Garrop, a professor of composition at Roosevelt University in Chicago, has previously written music in choral, chamber and orchestral settings, and her orchestral works have been performed throughout the Midwest by groups including the Minnesota Orchestra, the Omaha Symphony, and the Civic Orchestra of Chicago.
The Lebenbom Award was established in honor of Elaine Lebenbom, a Detroit-area composer, poet and teacher whose music the DSO had previously performed. The Award is the only symphony-sponsored contest specifically for women.
The John Cage Trust has officially become a resident organization of Bard College. The Trust has held the rights to the late composer and philosopher’s works, both published and unpublished, since shortly after his death in 1992.
Bard, a liberal-arts college with approximately 1,600 students in Annandale-on-Hudson, N.Y., recently established a Conservatory of Music, and the addition of John Cage’s works and writings will allow the school, according to college president Leon Botstein, “to develop new and innovative educational and performance programs reflective of Cage’s groundbreaking work and extraordinary life.”
Upon relocation to Bard later this year, Dr. Laura Kuhn, who co-founded the Trust with Merce Cunningham, Anne d’Harnoncourt, and David Vaughn, and who also serves as its director, will assume the position as the John Cage Professor of Performance Arts and will teach courses to Bard students.

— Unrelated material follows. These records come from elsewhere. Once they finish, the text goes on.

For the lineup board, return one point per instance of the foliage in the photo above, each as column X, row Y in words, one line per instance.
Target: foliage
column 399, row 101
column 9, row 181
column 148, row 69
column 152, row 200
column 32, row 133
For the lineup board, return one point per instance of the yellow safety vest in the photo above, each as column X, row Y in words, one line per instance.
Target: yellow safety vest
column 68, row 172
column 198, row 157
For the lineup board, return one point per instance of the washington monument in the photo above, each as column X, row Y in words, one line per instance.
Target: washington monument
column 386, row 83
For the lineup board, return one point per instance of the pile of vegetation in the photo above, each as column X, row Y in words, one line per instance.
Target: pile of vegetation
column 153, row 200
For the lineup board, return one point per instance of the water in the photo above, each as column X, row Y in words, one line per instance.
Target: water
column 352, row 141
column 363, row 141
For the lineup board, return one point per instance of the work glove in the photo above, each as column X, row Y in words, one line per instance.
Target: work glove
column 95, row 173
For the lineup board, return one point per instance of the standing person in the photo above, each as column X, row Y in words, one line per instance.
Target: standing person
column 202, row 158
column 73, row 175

Works by American composers Hillary Zipper and Christopher Trapani have been selected for performance at the 2007 Gaudeamus Music Week, to be held September 3 through 9 in Amsterdam. Gaudeamus jury members chose Zipper’s string quartet A field guide to falling snow and Trapani’s Sparrow Episodes, a composition for an ensemble of sixteen players, out of more than 380 entries from 54 countries. Zipper and Trapani’s works are in the chamber music division of the competition and are among 17 works that will be considered for the Gaudeamus Prize, which carries with it an award of 4,550 Euro and a commission for a new ensemble work. The 2007 jury was Kevin Volans (South Africa/Ireland), Yannis Kyriakides (Cyprus/Netherlands), and Mary Finsterer (Australia).